Zeynep Oral
Gürcistan ve Türkiye Yazarlar / Şairler Buluşması…
PEN Türkiye Yazarlar Derneğinin başkanı olarak, Bu buluşmaya katılmaktan, sizlere seslenebilme fırsatı bulmaktan çok mutluyum.
Bildiğiniz gibi, PEN’in amacı sadece edebiyatı yüceltmek, farklı
kültürlerin toplumların edebiyatı arasında köprüler kurmak, sınırları
kaldırmak değil. Ayni zamanda dünyanın neresinde olursa olsun her
zaman ve her yerde düşünce ve ifade özgürlüğünü savunmak , sahip
çıkmak, yaymak bu doğrultuda mücadele etmek.

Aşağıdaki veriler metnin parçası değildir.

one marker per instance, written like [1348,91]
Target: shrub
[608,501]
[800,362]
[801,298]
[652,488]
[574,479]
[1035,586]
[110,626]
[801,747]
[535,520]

Dünyada da, bölgemizde de, ülkemizde de zor zamanlardan geçiyoruz.
Şu son yıllarda en çok şiddeti gördük. Ayırımcılığı gördük. Bize
benzemeyenin, bizim gibi düşünmeyenin ötekileştirilmesini gördük.
Eleştiriye tahammülsüzlüğü gördük. ihaneti gördük. Yalanı, talanı gördük.
Tehdit, baskı ve yasakları gördük… Ve savaşları gördük!
Son yıllarda Meclisi, Parlamentoyu yok sayan otoriter, totaliter, rejimler
gördük. Adaleti ve vicdanı yok sayıp, hak ve hukuku yerle bir etmeyi
gördük. Ekonomik çöküşü, sınıfsal uçurumların büyüdüğünü gördük.
Sansür ve yasaklamaları gördük. En çok da şiddeti gördük. Kimi ülkelerde KARŞI DEVRİMi gördük…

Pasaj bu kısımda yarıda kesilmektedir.